Lucia erinnerte sich an seine Liebesschwüre und Versprechungen, während er mit klarer Stimme ihre Verfehlungen aufdeckte.
»Ein Findelkind ... ein christliches Kind, das meine Eltern in ihrer Gnade aufnahmen ... ein Mädchen, das sich das Vertrauen meiner Schwester erschlich ...«
Er sagte nicht »Hurenkind«, wofür Lucia ihm fast schon dankbar war. Doch der Blick, mit dem er sie bedachte, war kalt und böse. Er sah keine Jugendfreundin mehr, erst recht keine Geliebte.
Aber konnte man es ihm verdenken? Auch er hatte nun jahrelang als Jude unter Christen gelebt - nicht privilegiert wie im Mainzer Stadthaus der Speyers vor der Pest, sondern verfolgt und angefeindet. Dazu hatten die Mainzer seine Familie getötet, und er konnte nicht wissen, ob sich nicht auch Lucia an den Plünderungen beteiligt hatte. Lucia dachte an Leas Magd, wie sie lachend vom Mord an ihrer Herrin erzählte.
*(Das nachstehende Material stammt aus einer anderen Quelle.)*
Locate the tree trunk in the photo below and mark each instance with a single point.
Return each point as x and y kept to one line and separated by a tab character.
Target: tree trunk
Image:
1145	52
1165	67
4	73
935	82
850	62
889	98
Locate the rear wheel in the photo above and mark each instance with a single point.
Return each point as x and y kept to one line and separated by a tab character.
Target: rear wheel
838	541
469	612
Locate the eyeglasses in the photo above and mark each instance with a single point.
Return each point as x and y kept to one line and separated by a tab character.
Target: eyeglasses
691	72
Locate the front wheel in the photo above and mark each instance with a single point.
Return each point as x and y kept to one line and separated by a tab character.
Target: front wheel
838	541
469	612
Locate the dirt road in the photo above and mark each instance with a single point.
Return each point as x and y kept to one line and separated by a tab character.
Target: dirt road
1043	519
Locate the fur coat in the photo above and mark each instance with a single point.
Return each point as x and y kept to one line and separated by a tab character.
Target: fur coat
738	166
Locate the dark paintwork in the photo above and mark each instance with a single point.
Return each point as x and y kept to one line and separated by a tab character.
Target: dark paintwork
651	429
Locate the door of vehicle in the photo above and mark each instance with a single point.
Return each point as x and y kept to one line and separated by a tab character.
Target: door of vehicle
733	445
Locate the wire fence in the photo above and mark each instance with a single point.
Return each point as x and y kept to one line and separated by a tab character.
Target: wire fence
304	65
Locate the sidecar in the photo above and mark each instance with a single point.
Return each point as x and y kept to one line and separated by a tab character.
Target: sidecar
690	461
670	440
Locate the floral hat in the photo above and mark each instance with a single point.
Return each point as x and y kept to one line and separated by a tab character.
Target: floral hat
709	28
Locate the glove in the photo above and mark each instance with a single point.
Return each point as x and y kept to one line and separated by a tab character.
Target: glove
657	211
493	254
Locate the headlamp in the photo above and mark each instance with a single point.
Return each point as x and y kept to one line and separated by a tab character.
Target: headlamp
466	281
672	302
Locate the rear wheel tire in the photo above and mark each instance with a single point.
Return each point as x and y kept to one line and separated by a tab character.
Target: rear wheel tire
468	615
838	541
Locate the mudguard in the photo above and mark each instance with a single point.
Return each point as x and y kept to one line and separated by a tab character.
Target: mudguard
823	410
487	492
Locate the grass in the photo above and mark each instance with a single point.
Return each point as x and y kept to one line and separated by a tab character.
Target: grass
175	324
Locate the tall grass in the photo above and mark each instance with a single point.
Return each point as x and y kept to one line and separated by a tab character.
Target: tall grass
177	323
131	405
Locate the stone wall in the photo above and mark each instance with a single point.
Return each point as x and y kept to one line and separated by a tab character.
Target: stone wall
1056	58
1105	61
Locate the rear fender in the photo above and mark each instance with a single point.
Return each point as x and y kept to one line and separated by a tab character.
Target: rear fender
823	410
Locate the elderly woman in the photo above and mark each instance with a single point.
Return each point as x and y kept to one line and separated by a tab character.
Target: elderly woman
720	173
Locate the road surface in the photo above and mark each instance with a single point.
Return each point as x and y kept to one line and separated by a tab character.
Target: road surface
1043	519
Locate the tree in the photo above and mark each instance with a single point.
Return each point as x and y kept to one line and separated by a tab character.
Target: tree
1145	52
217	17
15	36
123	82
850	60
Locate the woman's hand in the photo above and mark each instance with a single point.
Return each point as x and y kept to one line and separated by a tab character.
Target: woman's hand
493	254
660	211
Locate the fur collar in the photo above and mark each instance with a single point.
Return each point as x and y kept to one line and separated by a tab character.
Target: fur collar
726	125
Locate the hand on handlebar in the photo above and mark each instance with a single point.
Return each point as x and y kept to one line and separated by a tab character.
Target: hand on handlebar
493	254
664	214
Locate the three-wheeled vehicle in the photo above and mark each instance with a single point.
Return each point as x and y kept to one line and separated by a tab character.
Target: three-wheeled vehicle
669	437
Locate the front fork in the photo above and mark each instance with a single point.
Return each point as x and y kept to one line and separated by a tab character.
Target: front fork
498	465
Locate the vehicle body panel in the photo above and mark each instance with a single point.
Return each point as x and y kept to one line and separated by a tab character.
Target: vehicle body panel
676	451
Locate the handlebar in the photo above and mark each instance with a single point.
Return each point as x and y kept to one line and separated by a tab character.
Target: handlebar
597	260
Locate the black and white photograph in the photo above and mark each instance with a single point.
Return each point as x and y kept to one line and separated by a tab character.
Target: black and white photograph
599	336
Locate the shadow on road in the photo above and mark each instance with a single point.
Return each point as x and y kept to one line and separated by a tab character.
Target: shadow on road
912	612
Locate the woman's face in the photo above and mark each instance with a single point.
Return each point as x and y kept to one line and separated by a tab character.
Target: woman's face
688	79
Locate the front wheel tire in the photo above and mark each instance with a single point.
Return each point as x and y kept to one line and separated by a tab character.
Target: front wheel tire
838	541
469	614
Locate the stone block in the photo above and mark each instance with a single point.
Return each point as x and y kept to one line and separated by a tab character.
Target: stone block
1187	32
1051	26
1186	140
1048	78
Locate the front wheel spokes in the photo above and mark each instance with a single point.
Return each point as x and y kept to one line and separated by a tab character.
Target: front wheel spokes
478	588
»Lass mich doch erklären«, bat sie David. »Ich hatte das nicht beabsichtigt ...«
David musterte sie voller Verachtung.
»Wie willst du das erklären?«, fragte er dann. »Ich wundere mich nur über deinen Sinneswandel. Vor ein paar Jahren warst du dir noch zu gut dazu, einen Juden zu ehelichen!«
Lucia erkannte den Abglanz des alten Schmerzes in seinen Augen, der längst zu Hass geworden war. Er hatte sie nie verstanden. Und er hatte sich das Ende ihrer Liebe so zurechtgelegt, wie es ihm passte. David erinnerte sich nicht mehr an die erzwungenen Küsse. Für ihn war allein Lucia die Schuldige an seiner Verbannung.
Jetzt nahm er Rache.
Lucia hatte sich schließlich in ihrer Kammer wiedergefunden, beaufsichtigt von Moses' Gattin. Man hatte ihr gesagt, sie solle das Hochzeitskleid ausziehen und jeglichen Schmuck ablegen. Die Gevatterin Kahlbach hatte das kontrolliert. Schließlich hieß man Lucia zu gehen. Ohne weitere Worte. Die Hochzeitsgesellschaft hatte sich in eine Trauerfeier verwandelt. Die Levins und David von Speyer saßen Kaddisch für Lea, die Schwester, deren glückliche Rettung David heute hatte feiern wollen.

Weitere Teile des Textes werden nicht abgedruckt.